7・大野鑑定を盲信?




「狭山事件 一問一答 冤罪論の疑わしさをめぐって」より




>石川一雄による他の筆跡は対象としていません

大野氏が鑑定をしたのは筆跡ではなく、国語学者としての見地から、当時の石川氏の国語能力を鑑定したのだ。

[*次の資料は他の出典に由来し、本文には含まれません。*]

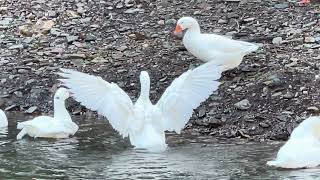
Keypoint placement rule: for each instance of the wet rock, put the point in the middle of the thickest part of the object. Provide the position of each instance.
(31, 109)
(40, 27)
(17, 46)
(5, 22)
(100, 60)
(288, 95)
(90, 37)
(71, 39)
(309, 40)
(74, 56)
(273, 80)
(171, 22)
(281, 5)
(313, 109)
(222, 21)
(18, 93)
(264, 125)
(277, 40)
(243, 104)
(214, 122)
(201, 112)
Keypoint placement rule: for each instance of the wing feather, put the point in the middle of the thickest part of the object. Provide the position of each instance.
(98, 95)
(186, 93)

その結果「当時の石川氏には、脅迫状を書けるような文章作成能力はなかった」と結論した。大野鑑定について詳しくはこちらを。

大野鑑定の解説

削られていく引用


>今日では冤罪論者からも「他の筆跡も含めて鑑定すべきだった」と批判されています

これは半沢英一氏の著書のことを言っているのであろう。その部分、オリジナルはこのように書かれている。

『狭山裁判の超論理』 P・57より

あくまで「国語力」の鑑定に対する意見だ。それがまずWikipediaの引用では、このように『ただし、石川さんの国語力については』が削られる。




Wikipediaより


Wolfgangは、さらに『資料』を削っている。


>今日では冤罪論者からも「他の筆跡も含めて鑑定すべきだった」と批判されています

とまァ、ささいなことだが、WikipediaもWolfgangも少しずつ引用文を削り、「大野鑑定は単なる筆跡鑑定であり、上申書だけを対象にしたから不十分だ。他の冤罪論者からもケチつけられてるじゃん」ということにしたいようだ。

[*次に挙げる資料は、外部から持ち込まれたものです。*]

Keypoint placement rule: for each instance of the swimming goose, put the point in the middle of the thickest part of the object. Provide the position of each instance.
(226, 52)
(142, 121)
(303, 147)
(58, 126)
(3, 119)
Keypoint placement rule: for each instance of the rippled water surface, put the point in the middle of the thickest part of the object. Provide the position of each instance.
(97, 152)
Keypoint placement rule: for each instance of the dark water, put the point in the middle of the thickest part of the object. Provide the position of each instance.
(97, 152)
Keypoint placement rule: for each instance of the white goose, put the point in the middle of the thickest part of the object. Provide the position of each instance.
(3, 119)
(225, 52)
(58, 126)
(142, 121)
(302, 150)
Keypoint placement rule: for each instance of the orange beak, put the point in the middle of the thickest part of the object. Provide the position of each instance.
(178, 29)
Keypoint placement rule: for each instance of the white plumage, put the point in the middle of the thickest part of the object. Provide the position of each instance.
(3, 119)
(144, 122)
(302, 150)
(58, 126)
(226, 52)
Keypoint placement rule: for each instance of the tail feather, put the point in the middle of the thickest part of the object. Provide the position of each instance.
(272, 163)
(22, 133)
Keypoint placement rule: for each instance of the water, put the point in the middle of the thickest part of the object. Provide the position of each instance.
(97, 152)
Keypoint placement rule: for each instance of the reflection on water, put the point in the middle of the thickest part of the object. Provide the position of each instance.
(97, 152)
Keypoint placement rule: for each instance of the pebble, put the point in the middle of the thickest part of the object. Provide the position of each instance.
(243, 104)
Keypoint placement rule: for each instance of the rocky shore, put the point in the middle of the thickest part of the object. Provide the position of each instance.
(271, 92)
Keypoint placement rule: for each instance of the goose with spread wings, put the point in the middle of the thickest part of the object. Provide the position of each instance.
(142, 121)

大野氏が上申書以外を鑑定に用いなかった理由は「逮捕後に書かれたものは、脅迫状を書き写す練習をさせられた後の文書なので、比較するのは無意味」としたからである。

大野氏と半沢氏の意見については、どちらも相応の説得力があり何とも言えないが、半沢氏は大野鑑定について以下のようにコメントしていることも、公平?のため紹介しておこう。


この結論は納得できるもので、「文字の書きぐせ」とは別の視点から、脅迫状は石川さんが書いたものではないという論証がなされたと、評価できるでしょう。

『狭山裁判の超論理』 P・57より

合理的な態度って?


>大野鑑定を盲信するのは合理的な態度ではありません

筆者自身は別に大野鑑定を“盲信”などしてはいないが。参考資料として拝読しているだけだ。それでも、こんな反論ページを書いている筆者はWolfgangから見れば「盲信している」と、勝手に決めつけられるのだろう。

ならば「脅迫状を書いたのは石川だ!」と主張しているWolfgangは、筆者から見ればいわゆる〈警察三鑑定〉を盲信している方とお見受けするのだが、そういうことでいいのだろうか?

ちなみにその〈警察三鑑定〉を出した一人、高村巖鑑定人は、かつて清水郵便局事件でクロの筆跡鑑定をした人物である(後に真犯人が見つかり、無罪)。